Lumpy Gravy

In nearly 30 years of spending my time on the most useless endeavour known to mankind - writing about music - I've been lucky enough to meet and interview many of my heroes. My general interview archives are elsewhere. 'Lumpy Gravy' is reserved for the lumpiest, and most exquisite, artists.

Saturday, January 28, 2006

Van Der Graaf Generator

King of doom

Rock history is littered with merchants of misery and harbingers of doom: Joy Division’s Ian Curtis took the cake by topping himself, but there’s a long roll call. Nick Drake, Morrissey, ‘Laughing’ Leonard Cohen, on it goes.
The King of doom, however, is singer/songwriter Peter Hammill, whose angst-ridden existential anthems and unique, edgy, semi-operatic vocals have cast a large shadow over fellow artists such as David Bowie, while barely touching the greater public consciousness.
While Hammill has 50-odd solo albums spanning 1968 to the present, it’s the stop-start ten years he spent at the helm Van Der Graaf Generator (1968-1978) that made the most waves. Loosely part of the ‘progressive rock’ underground of the late ‘60s with its tendency towards 20-minute song-suites and fiddly time signatures, VDGG broke the mould. Hammill’s band-mates came up with a unique and dynamic sound to vividly portray their lyricist’s dark preoccupations, featuring the frightening wail of an amplified double sax and wildly modified electric organ. Years later, Hammill and mates would escape ‘dinosaur’ chastisement from the emerging punk firmament.
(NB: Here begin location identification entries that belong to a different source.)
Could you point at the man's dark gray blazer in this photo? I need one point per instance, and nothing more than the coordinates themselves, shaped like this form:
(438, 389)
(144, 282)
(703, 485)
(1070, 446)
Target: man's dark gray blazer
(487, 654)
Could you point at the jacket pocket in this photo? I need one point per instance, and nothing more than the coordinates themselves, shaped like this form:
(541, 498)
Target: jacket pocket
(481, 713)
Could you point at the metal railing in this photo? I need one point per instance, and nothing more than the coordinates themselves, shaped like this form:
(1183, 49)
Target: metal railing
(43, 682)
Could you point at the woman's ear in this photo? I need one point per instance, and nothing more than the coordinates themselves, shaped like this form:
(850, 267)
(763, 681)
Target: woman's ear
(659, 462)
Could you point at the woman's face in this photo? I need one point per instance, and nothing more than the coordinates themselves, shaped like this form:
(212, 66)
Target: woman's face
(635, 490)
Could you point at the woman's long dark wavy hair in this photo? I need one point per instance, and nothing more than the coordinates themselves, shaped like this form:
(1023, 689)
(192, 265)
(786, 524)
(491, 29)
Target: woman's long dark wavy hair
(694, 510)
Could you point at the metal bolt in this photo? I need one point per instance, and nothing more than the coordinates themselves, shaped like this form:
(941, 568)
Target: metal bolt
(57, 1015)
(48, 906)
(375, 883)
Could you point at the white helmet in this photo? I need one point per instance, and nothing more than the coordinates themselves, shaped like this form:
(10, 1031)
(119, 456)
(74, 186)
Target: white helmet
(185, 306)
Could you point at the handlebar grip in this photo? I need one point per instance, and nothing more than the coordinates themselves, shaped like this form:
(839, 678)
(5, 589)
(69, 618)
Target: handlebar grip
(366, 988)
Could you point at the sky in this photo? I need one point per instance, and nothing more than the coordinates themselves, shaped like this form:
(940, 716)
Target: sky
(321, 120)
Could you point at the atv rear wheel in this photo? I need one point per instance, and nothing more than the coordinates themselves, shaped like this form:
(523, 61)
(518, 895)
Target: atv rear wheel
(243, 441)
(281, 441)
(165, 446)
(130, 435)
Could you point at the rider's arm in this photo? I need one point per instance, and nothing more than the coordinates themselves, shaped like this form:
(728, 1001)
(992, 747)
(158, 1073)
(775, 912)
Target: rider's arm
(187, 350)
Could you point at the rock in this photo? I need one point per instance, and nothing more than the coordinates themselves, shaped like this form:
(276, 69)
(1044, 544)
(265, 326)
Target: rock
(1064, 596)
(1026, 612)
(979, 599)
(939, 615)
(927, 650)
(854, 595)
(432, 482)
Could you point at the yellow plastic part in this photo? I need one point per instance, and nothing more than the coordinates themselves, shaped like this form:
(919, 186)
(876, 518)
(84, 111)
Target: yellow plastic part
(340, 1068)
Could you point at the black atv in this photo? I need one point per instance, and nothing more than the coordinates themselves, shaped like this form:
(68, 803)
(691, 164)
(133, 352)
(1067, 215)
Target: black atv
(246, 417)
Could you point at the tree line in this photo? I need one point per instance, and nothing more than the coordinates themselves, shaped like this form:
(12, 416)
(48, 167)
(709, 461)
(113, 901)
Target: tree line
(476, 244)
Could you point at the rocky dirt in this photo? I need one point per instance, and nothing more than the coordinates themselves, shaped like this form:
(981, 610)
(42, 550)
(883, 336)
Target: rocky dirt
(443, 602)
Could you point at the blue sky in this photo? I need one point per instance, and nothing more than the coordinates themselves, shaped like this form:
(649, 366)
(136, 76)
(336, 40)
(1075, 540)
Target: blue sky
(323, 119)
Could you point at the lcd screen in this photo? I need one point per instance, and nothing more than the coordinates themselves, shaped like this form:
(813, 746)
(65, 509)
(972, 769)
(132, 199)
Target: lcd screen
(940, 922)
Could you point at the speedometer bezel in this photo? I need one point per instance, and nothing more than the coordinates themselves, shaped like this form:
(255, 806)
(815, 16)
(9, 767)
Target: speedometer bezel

Hey, even Johnny Rotten was a fan.
Now, 25 years after they split, VDGG are back with a stubbornly raucous reunion album, Present, and remastered editions of their oeuvre, all released on EMI’s specially revitalised Charisma imprint.
A fan since the mid-‘70s, there’s one question on my lips: Peter Hammill, are you a miserable bastard?
“I try to keep my spirits up, but on the other hand, writing songs is the serious bit of my life and what I do, so you have a natural tendency, if you’re doing that, to write songs about darker stuff, and just get on and live through the light stuff and enjoy it. I’ve always taken the view that writing and performing is a cathartic activity. So it’s partly through working through this stuff that I’m liberated in a way to be lighter or good humoured, so far as I am (chuckles) in my normal life.”
Right then.
Hammill’s solo work is filled with his literary preoccupations (adaptations of Edgar Allan Poe, etc) but despite his lyrical eloquence, VDGG’s biggest audience awaits in Italy, a vindication of the group’s musical strengths.
“In Britain particularly, there can be an element of ‘my God, there’s a bit too much going on with the words here’. People are rebuffed by that. Italy, of all the European countries is the one where people speak English the least. It meant that the first thing they ‘got’ was the music. And of course the sound of the words… obviously a part of writing a decent song is not only to have meaning of the words, but also that they SOUND correct. So effectively the immediate response was emotional rather than intellectual.”
Describing VDGG’s sound as “ugly but natural”, and “force rather than too much filigree or delicacy”, Hammill insists that their reunion has not a whiff of nostalgia. Rather, having suffered a recent heart attack, the reformation was more the realisation “that time is marching on and that if we were ever to do it we had better do it sooner rather than later.”
For one of the least compromised artists to have successfully forged a career out of a heinous industry, however, there’s still no sign of bending for Peter Hammill.
“If they don’t want to look, then that’s fair enough. Everybody’s made up of their own composition; the periodic table of intellectual interests, spiritual interests and what have you. Happily (laughs) that’s what makes us what we are.”

* VDGG’s new CD, Present, is out now. Reissues out now: The Least We Can Do Is Wave, H To He Is The Only One, Pawn Hearts. Out early July: Godbluff, Still Life. All Charisma/EMI.